Charlotte Gressier référente de LREM (La République en Marche) en Martinique, dressait déjà un état des lieux en 2018 dans un document adressé à Stanislas Cazelles, à l’époque conseiller spécial de LREM pour l'outre-mer. C’est en s’appuyant sur ces idées que la visite d’Emmanuel Macron en Martinique avait été préparée en 2018.

Depuis 3 ans ce document réalisé par l’ex référente de la République en Marche en Martinique, s’était basé sur les avis, les critiques et les solutions exprimées par la société civile martiniquaise, à l’occasion entre autres des états généraux des outre-Mer et des assises mettant ainsi en lumière près de 300 projets économiques.

Un document fourni et précis

Autour de 2 grands axes prioritaires, les problématiques sociétales de la Martinique y étaient exposées afin de poser les jalons d’un dialogue pertinent avec le gouvernement de l’époque, par le biais d'Annick Girardin, alors ministre des Outre-Mer.

La considération néo-coloniale, les lacunes en terme de représentativité locale dans les compétences institutionnelles de l’île, la question du rapport entre l’hexagone et l’outre-mer était clairement posée et figurait comme préalable à un dialogue serein et constructif avec le chef de l’État.

Venaient ensuite les problématiques économiques et politiques sur l’élaboration entre autres, d’une nouvelle stratégie territoriale de développement.
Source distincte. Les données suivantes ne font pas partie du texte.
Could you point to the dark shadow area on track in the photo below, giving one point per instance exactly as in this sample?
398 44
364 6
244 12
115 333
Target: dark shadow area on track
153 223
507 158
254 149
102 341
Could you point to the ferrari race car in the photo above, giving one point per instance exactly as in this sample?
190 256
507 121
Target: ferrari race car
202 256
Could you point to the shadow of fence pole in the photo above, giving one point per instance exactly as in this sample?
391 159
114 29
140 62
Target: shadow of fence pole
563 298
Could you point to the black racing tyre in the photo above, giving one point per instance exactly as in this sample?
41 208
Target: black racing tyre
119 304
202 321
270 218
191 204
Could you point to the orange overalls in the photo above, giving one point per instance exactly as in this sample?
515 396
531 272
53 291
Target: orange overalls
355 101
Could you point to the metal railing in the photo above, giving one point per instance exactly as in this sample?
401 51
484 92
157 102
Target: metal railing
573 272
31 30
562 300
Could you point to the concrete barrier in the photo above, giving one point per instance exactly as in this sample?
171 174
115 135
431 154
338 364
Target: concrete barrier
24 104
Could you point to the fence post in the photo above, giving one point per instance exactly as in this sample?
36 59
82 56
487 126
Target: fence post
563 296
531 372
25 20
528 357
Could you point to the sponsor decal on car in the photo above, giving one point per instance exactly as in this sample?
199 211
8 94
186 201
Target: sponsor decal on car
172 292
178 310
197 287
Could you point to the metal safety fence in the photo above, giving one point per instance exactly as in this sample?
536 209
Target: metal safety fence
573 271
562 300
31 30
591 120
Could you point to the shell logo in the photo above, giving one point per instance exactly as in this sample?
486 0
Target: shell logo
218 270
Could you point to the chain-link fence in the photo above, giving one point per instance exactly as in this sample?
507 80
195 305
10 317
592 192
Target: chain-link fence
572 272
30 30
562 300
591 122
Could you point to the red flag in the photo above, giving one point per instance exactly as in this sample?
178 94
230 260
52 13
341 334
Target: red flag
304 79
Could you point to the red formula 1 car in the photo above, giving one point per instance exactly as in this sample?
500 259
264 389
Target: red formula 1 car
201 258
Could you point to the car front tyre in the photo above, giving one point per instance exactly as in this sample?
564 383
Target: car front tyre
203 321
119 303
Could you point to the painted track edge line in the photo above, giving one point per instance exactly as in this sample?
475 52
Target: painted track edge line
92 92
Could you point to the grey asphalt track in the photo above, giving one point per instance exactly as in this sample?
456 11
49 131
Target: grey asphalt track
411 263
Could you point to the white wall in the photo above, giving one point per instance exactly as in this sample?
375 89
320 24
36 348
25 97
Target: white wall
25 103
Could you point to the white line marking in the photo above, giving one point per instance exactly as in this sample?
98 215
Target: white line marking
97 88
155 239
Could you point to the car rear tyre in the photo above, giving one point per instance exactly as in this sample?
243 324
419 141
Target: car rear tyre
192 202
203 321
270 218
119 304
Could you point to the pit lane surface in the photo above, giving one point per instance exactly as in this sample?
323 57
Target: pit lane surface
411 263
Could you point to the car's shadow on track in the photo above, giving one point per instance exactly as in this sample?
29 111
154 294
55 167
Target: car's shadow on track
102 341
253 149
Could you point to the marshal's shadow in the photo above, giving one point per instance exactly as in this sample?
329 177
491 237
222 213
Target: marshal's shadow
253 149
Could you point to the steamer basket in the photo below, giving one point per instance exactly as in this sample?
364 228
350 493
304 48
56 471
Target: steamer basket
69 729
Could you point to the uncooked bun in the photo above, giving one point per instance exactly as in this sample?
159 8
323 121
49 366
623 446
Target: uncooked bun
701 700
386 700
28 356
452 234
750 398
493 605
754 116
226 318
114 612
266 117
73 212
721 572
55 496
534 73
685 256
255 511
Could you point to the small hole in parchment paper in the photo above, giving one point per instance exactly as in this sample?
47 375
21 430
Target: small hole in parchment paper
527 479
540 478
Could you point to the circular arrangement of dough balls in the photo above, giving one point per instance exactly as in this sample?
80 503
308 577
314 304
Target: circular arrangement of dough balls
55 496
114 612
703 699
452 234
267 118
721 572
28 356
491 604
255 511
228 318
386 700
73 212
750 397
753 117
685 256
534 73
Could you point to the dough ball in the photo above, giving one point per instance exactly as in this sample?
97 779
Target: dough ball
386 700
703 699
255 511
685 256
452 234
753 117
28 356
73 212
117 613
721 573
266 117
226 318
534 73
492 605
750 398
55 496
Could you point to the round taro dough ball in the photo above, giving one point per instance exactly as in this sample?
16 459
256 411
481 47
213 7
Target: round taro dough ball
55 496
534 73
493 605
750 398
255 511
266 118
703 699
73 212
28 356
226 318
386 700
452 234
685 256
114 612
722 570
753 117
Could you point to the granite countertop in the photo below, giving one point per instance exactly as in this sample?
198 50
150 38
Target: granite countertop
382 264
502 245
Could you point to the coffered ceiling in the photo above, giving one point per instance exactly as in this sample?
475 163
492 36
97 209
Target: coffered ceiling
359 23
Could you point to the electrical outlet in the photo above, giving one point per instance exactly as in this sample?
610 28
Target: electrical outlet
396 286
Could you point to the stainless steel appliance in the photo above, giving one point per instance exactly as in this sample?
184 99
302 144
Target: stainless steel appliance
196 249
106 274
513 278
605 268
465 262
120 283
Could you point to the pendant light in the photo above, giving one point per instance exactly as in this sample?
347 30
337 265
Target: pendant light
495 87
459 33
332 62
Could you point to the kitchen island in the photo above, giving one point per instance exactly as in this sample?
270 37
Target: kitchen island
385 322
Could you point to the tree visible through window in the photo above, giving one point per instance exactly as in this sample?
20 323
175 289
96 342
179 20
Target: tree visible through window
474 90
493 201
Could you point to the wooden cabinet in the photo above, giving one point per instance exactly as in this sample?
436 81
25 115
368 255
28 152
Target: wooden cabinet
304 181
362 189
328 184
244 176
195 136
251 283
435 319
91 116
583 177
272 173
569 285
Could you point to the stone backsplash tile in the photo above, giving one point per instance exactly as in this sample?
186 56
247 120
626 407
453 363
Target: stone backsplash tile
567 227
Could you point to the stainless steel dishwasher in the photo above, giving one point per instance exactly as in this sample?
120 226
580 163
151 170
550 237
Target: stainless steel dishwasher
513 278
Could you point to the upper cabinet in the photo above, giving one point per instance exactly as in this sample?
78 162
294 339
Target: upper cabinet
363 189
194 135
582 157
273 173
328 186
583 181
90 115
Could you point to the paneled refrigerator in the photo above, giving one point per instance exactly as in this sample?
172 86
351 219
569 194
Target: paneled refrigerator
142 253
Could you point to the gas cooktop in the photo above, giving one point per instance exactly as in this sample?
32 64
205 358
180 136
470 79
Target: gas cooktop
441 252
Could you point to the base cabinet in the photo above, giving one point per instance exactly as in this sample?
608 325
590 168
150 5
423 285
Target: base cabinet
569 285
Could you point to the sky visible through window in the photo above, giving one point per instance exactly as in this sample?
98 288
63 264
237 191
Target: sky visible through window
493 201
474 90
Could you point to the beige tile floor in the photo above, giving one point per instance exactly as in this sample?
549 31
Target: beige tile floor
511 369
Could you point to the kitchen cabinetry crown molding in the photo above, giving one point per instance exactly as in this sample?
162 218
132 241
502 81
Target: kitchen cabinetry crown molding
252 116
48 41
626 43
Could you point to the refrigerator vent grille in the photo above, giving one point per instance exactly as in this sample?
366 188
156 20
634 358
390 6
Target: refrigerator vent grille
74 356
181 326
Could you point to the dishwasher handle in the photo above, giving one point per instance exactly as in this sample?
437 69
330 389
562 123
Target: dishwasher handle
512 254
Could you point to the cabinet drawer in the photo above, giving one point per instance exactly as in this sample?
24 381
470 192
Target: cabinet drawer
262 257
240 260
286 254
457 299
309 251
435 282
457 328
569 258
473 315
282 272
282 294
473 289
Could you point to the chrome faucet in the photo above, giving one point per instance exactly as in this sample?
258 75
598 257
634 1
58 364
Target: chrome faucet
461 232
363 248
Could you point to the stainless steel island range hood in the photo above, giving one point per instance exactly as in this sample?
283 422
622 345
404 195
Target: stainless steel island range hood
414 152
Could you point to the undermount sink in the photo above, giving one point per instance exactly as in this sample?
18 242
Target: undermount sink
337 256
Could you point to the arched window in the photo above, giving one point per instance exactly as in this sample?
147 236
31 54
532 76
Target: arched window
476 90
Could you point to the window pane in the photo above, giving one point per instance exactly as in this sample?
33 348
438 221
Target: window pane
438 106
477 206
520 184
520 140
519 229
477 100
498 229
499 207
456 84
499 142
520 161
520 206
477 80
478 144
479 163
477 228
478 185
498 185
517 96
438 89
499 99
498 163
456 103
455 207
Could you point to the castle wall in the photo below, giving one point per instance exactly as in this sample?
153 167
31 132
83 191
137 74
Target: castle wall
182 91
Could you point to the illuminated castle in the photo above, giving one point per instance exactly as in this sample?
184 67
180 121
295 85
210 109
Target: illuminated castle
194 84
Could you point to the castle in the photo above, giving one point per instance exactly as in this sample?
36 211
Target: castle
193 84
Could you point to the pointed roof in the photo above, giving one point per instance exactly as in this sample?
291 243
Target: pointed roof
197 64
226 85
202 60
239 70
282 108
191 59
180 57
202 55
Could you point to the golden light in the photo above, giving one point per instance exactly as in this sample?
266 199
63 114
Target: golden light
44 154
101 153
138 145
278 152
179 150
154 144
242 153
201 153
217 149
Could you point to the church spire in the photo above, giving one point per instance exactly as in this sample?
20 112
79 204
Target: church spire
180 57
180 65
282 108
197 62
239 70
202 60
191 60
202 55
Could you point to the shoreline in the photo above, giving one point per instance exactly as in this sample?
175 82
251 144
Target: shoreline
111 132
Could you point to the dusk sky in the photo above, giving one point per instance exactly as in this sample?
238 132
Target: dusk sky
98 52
D’autres inquiétudes attendaient des réponses claires du gouvernement : les sargasses, le chloredécone, les problèmes de distribution de l'eau, l’autosuffisance énergétique ou les catastrophes naturelles.

"Une supercherie" selon Charlotte Gressier

Et parmi d'autres priorités dont le gouvernement actuel avait eu connaissance dans ce rapport, la formation, l’emploi, le coût encore trop élevé de la vie, le pouvoir d’achat, les retraites. Repenser également les coopérations extérieures notamment avec la Caraïbe.

Un dossier qui avait été adressé à l'époque, au conseiller spécial pour les outre-mer, un certain Stanislas Cazelles, devenu plus tard, Préfet de Martinique. Charlotte Gressier, estime en substance, que l'État a négligé la Martinique.